# Gun question



## Mark3209 (Sep 12, 2016)

Not sure if anyone will be able to help me but,

I live in NH and own a M4, up here you don't need a license to own a gun. I'm going to be moving back to MA for a year and going to be forced to leave my gun with a family member in NH. My question is when I go up to visit family in NH, with a MA drivers license, will I still be able to posses the gun in NH? 

Just not sure if the NH police would see me as "a resident of MA with a gun that is illegal in MA"

Thanks


----------



## mpd61 (Aug 7, 2002)

Pretty sure if you legally purchased and currently own the M-4 in NH, and are "storing it" safely with relatives in NH, you can still legally own and possess your real property within NH........


----------



## Chitownlost (Jun 24, 2016)

Massachusetts laws don't apply outside MA, so it kinda doesn't matter what they see it as. 

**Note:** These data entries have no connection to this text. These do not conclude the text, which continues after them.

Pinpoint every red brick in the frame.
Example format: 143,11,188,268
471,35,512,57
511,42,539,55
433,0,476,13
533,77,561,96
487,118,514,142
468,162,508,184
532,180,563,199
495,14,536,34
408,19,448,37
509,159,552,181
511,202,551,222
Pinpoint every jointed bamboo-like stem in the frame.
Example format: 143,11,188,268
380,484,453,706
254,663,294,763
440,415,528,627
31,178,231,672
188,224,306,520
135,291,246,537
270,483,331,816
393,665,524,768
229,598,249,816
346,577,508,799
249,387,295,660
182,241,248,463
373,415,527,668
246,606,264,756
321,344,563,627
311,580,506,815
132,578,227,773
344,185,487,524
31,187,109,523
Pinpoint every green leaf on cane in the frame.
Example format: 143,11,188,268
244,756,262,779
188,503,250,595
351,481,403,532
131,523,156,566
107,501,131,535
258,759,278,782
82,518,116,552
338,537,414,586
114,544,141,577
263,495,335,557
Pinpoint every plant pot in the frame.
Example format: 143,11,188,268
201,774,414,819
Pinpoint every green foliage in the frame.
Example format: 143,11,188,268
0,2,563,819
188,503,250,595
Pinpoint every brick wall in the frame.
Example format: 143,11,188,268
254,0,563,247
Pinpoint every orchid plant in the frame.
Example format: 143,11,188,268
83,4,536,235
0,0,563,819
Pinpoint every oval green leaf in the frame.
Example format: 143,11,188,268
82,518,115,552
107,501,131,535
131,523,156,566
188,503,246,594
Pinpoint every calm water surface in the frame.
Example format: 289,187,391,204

If you go to Colorado and smoke 3 lbs of pot and come here and tell a cop, it doesn't matter (until you get that "random" drug test at work).


----------



## Mark3209 (Sep 12, 2016)

That's what I figured, thank you for the feedback guys!


----------



## Pvt. Cowboy (Jan 26, 2005)

Mark3209 said:


> Not sure if anyone will be able to help me but,
> 
> I live in NH and own a M4, up here you don't need a license to own a gun. I'm going to be moving back to MA for a year and going to be forced to leave my gun with a family member in NH. My question is when I go up to visit family in NH, with a MA drivers license, will I still be able to posses the gun in NH?
> 
> ...


Yeah. Same rules apply, unloaded if transporting. But good to go all day. We have freedom up here...


----------



## Goose (Dec 1, 2004)

To expand on what Chitownlost said...New Hampshire cops can't enforce Massachusetts law.


----------



## Mark3209 (Sep 12, 2016)

Pvt. Cowboy said:


> Yeah. Same rules apply, unloaded if transporting. But good to go all day. We have freedom up here...


Grew up in MA, moved to NH 3 years ago, love the gun laws, but seeing people get arrested in NH for weed isn't freedom, even though I haven't smoked for years, arresting someone for possession is ridiculous!


----------